The first effects of the Trump tariffs are measurable, and they are massive
|This time, these are not estimates based on models, but actual data provided by customs authorities. Partially available until the second quarter of 2025 in both China and Germany, they show a dramatic drop in exports to the United States in the wake of the tariffs imposed by the Trump administration, as well as the remarkable ability of international trade to redeploy when it is hindered in one area.
US tariff increase: First repercussions
Rapid reorientation of Chinese trade
Let's first look at China, one of the first countries targeted by the US tariff offensive. In February, the White House imposed a 10% surcharge, which led to an immediate drop in Chinese sales to the United States. Although March saw a rebound (in anticipation of "Liberation Day" and an even heavier bill), the first quarter (Q1) already bore the marks of the trade conflict between Beijing and Washington.
What followed was worse. In Q2, Chinese exports to the United States plunged, by around 28% quarter-on-quarter (QoQ) according to our calculations (see right-hand side of the chart and our June EcoPerspectives). However, China managed to redeploy almost in real time to most of its other major markets: in Q2 2025, its sales to the European Union (EU) and ASEAN rebounded strongly. Overall, despite suffering one of the worst tariff shocks in its history, Beijing managed to slightly increase its export volume in the second quarter.
Germany is returning to its roots
Like all EU countries, Germany was taxed later and less heavily than China. It therefore had the opportunity to deliver to the United States in advance (increase in exports in Q1) before suffering the effects of US policy (decline in exports in Q2). At the end of spring, German sales to the United States were nearly 10% below their end-2024 level; however, they redeployed at the same time, notably to the benefit of the EU (see left-hand side of the chart).
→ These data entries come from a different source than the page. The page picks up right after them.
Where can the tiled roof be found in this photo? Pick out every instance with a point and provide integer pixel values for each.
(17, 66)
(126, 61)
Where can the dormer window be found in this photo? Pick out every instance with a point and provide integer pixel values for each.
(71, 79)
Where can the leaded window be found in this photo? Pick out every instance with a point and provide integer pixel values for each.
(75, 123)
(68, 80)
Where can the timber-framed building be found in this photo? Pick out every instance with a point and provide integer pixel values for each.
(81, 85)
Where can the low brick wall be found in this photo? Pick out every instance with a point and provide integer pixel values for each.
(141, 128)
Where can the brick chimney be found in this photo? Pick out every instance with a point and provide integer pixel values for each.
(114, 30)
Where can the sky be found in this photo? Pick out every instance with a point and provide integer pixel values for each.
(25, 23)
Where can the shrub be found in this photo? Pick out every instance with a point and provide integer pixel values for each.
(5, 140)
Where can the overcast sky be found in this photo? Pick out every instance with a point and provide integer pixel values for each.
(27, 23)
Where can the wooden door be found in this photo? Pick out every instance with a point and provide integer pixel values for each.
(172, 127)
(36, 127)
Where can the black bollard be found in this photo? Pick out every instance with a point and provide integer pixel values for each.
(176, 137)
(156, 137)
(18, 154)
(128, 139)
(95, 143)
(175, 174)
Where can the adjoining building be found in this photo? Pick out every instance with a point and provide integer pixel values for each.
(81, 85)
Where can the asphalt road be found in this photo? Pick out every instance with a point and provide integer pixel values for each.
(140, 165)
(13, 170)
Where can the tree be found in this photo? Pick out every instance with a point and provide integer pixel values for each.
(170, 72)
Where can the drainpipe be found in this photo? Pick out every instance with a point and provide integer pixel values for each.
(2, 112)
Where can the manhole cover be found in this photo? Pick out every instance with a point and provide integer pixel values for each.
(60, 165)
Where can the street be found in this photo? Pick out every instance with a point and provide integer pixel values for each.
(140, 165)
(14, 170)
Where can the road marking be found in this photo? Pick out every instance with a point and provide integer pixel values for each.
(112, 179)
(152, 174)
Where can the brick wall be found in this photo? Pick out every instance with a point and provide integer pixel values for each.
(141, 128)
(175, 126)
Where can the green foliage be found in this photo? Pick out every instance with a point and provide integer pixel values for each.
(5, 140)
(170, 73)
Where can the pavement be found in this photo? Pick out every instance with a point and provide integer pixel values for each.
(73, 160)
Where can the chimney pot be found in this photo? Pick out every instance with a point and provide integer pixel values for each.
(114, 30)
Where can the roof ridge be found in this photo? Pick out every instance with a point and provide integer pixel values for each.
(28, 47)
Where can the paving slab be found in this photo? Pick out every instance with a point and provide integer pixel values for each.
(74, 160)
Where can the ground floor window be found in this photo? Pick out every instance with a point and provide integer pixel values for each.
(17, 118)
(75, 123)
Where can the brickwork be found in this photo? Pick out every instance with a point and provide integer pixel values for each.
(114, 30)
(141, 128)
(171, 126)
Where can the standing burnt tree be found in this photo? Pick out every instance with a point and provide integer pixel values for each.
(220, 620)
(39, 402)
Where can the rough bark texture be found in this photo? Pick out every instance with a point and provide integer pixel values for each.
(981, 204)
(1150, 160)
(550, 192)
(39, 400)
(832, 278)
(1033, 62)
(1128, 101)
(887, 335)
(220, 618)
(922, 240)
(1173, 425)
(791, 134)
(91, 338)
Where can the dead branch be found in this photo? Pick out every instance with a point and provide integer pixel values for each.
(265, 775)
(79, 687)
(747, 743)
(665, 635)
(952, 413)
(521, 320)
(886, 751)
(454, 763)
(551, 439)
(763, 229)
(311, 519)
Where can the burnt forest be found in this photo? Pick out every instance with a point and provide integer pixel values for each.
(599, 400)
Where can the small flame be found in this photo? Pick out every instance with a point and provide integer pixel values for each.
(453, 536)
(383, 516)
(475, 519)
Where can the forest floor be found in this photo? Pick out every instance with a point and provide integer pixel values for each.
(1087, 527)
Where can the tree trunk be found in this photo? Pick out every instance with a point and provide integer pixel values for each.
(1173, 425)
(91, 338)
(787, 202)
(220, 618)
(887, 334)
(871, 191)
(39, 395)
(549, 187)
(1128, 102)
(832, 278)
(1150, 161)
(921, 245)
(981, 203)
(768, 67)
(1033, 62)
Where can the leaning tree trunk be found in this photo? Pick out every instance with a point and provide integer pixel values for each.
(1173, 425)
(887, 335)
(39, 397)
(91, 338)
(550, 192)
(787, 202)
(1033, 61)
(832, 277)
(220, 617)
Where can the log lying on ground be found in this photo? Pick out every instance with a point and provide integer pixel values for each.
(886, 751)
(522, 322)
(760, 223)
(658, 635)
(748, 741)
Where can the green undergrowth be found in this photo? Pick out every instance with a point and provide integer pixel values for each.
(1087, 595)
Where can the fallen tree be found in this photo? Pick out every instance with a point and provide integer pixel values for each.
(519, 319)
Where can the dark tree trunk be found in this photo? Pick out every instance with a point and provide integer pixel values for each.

Trade flows appear to be highly sensitive to price shocks caused by US policy, with sensitivity close to unity for China: the effective surcharge (taking exemptions into account) of nearly 25% applied to its goods leads to a decline of the same magnitude in its sales to the US. With lower trade volumes and the possibility of supply shortages on its domestic market, Washington will find it difficult to achieve its customs revenue targets. While the risk of inflation has not yet materialised, it remains very real.